What steps can we take to improve personal resilience? How can organisations help to improve the personal resilience of their teams during periods of crisis? As part of the Centre for Science and Policy’s ongoing lunchtime seminar series on resilience, we heard from Graham Pendlebury and Dr Magda Osman about personal resilience, and what it means from a personal perspective to be working as part of a team during times of change or stress.

Throughout the discussion, Mr Pendlebury drew on his experiences as a former director at the Department of Transport and stressed that ‘individual personal resilience is an essential part of the national effort’ in both the short and long term. He highlighted that even good systems will fail if the individuals within them are not resilient, while noting that the importance of this individual resilience is particularly vital during times of crisis. While people have jobs to do, he notes that we also need to remember that policymakers, experts, and ministerial advisors are all human beings who face personal strain, and who must operate under conditions of intense scrutiny and criticism. While acknowledging that discourse about mental health plays an increasingly prominent role in our society, Mr Pendlebury questioned whether the public was also being equipped with the tools needed to go beyond coping. Here, he suggested that people also need tools to confront problems with a solutions-oriented mindset, in a way that builds personal resilience.
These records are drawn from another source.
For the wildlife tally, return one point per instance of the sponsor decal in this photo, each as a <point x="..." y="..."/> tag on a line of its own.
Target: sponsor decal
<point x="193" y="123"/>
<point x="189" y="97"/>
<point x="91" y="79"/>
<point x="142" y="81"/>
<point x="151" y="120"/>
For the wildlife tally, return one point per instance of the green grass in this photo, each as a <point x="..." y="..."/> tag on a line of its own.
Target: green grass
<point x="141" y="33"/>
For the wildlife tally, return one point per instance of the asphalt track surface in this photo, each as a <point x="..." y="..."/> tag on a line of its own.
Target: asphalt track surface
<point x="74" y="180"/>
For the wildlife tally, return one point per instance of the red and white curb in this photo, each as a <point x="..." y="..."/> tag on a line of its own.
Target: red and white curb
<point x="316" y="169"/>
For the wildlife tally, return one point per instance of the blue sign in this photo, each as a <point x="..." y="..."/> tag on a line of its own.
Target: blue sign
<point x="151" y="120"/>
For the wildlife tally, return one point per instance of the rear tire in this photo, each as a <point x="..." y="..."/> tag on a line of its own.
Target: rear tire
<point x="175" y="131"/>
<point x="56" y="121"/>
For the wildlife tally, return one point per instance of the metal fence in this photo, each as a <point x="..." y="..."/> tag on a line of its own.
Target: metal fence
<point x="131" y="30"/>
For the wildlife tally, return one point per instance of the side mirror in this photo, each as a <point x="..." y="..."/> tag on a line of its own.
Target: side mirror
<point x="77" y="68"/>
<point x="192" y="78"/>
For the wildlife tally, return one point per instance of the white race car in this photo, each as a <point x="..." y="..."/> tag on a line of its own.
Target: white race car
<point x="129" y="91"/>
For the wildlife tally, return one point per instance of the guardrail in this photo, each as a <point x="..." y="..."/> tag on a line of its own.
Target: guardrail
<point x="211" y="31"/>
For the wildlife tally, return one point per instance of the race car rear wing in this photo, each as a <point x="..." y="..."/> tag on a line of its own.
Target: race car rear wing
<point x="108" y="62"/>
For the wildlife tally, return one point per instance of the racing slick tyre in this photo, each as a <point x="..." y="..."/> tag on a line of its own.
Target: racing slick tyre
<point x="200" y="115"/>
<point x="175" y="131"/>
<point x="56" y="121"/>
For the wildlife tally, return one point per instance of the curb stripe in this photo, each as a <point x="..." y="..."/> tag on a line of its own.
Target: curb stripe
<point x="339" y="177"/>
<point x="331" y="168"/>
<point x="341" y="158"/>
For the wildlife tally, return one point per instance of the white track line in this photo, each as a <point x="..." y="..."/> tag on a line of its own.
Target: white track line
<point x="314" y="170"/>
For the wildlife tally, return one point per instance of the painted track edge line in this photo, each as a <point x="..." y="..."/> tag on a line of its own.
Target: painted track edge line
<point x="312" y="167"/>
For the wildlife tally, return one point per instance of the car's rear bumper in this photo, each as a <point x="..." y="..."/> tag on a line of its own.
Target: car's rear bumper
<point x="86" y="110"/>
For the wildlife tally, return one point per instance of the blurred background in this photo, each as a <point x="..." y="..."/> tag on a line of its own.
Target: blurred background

Throughout the seminar, Mr Pendlebury also noted that resilience is about recognizing that change is inevitable and often out of our hands, and that we need to focus on how to withstand unexpected and unwelcome circumstances without our mental health being affected. Consequently, resilience is needed in the short term to cope with sudden shocks, but also in the medium to long-term to manage periods of prolonged uncertainty of the type needed by civil servants operating as part of Operation Yellowhammer, or in managing major events such as the London 2021 Olympics.
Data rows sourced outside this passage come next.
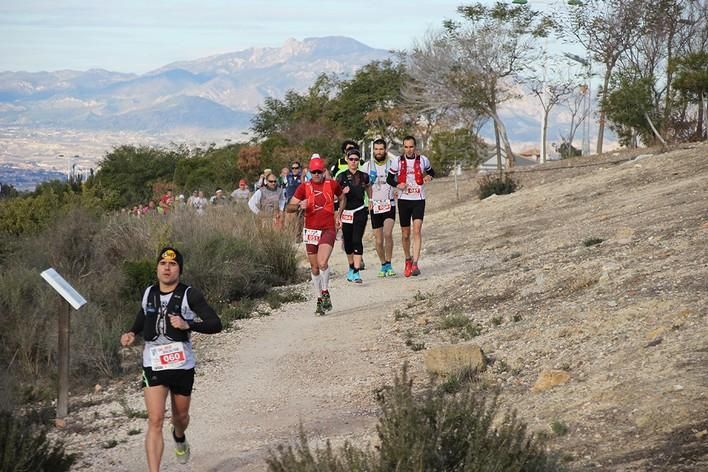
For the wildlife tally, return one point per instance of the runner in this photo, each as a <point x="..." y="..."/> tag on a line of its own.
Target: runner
<point x="316" y="198"/>
<point x="269" y="202"/>
<point x="409" y="174"/>
<point x="353" y="212"/>
<point x="170" y="311"/>
<point x="383" y="206"/>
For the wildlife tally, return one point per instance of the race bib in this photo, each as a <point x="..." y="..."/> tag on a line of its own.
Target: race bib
<point x="167" y="356"/>
<point x="311" y="236"/>
<point x="382" y="206"/>
<point x="348" y="216"/>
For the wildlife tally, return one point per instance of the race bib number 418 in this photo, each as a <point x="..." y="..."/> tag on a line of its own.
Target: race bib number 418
<point x="382" y="207"/>
<point x="311" y="236"/>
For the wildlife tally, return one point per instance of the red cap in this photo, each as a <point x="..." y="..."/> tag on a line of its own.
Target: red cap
<point x="316" y="164"/>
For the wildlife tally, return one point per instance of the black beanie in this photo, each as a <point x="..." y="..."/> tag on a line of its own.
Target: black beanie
<point x="171" y="253"/>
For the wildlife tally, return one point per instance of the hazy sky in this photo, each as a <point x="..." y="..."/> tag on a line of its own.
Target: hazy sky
<point x="141" y="35"/>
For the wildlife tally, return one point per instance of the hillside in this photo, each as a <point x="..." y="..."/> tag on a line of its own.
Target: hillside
<point x="621" y="323"/>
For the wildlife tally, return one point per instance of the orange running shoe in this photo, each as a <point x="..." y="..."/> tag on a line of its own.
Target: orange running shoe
<point x="408" y="269"/>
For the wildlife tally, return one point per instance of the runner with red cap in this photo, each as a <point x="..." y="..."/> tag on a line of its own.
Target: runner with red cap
<point x="316" y="198"/>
Ultimately, Mr Pendlebury suggested that tools for personal resilience include learning how to keep emotions under control and to maintain perspective; avoiding coercive positivity; focusing on practical problem-solving skills and reason-oriented decision-making which is grounded in integrity; and recognizing when others are under stress and how to help them through a situation by focusing on your obligations to others rather than on yourself. He believes that this approach can build a mutually reinforcing process which can build shared purpose and motivation.

Drawing on literature and expertise from the field of psychology, Dr Magda Osman built on Mr Pendlebury’s points while stressing how dangerous it can be to give people an opportunity to say how bad things are, without then offering the opportunities to resolve problems. She stressed that we need to avoid reinforcing and compounding bad experiences, by instead focusing on fundamental goals which can create a sense of agency. This sense of personal agency can allow individuals to develop action plans and incrementally work through solutions-oriented strategies.

Dr Magda also noted that there are seasonal variations in the stresses which influence life satisfaction, anxiety, and depression, and that this is compounded by multiple different inputs for sources of stress. Here, she stressed a need to think about sources of stress in a nuanced way, and to break down sources of stress so that solutions can be developed which target particular problems, rather than focusing on the overall picture.